Pomigliano:il sì vince ma non convince

Il più coinvolgente tra gli strumenti della democrazia, il referendum, è stato adottato a Pomigliano per sottoporre al parere dei lavoratori l’accordo raggiunto tra la Fiat e quattro organizzazioni sindacali (tutte quelle riconosciute in Fiat con l’eccezione della Fiom/Cgil).
Ha partecipato alla consultazione il 95% degli aventi diritto (considerata la partecipazione che si registra abitualmente nel Sud ...) che, quindi, rendono il referendum pienamente attendibile.
I commentatori si aspettavano una valanga di “sì” all’accordo, considerato che l’alternativa è la chiusura dello stabilimento e la perdita di oltre cinquemila posti di lavoro.
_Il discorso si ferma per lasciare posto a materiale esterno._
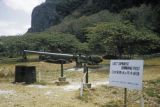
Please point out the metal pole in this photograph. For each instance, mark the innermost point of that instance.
(125, 97)
(61, 68)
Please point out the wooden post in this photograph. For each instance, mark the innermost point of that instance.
(61, 68)
(86, 74)
(125, 97)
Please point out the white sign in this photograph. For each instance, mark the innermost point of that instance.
(126, 73)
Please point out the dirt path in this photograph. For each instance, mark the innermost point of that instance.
(18, 95)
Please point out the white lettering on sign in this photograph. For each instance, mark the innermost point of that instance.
(126, 73)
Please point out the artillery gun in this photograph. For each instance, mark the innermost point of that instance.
(63, 58)
(58, 57)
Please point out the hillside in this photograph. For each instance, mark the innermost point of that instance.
(52, 12)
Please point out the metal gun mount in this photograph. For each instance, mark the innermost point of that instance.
(79, 59)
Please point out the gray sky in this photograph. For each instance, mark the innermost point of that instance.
(15, 16)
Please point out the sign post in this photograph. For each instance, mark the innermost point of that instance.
(127, 74)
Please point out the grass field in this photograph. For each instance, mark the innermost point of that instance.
(101, 95)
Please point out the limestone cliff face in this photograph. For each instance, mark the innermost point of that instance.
(51, 13)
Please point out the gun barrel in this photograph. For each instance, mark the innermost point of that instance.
(49, 53)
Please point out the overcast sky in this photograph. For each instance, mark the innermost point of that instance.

La cgil ha osteggiato l’accordo agitando lo spettro – ormai abituale – della incostituzionalità e, se tale impostazione dovesse essere accolta, sarebbe l’ennesima riprova che la nostra carta costituzionale debba essere rapidamente archiviata, rappresentando un ostacolo, sia pur solo formale, ad ogni progetto di sviluppo e di progresso della Nazione.
A sorpresa i giornali online, dopo che nelle edizioni cartacee avevano scritto di oltre il 70% di favorevoli, ci informano che solo il 62% dei lavoratori ha votato a favore degli accordi, ben il 37% ha seguito il no della cgil.
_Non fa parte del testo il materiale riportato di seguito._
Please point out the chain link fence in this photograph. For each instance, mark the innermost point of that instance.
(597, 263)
Sono lavoratori che preferiscono la disoccupazione al lavoro ?
Non credo.
Certamente ci sono, come ovunque, dei “furbi” che pensano di trarre da queste situazioni il massimo del profitto personale a scapito altrui, ci saranno anche dei “duri e puri” che “non capiscono ma si adeguano” e si prestano a scelte ideologiche suicide, ma per lo più credo che siano lavoratori che non credono che la Fiat chiuderà lo stabilimento e che, come sempre, finirà a tarallucci e vino e potranno continuare a fare quel che hanno sempre fatto.
Credo che anche tra i votanti “sì” vi siano numerosi lavoratori che, pur votando favorevolmente per prudenza, siano convinti di poter, ove applicate le nuove norme, continuare a fare quel che hanno sempre fatto.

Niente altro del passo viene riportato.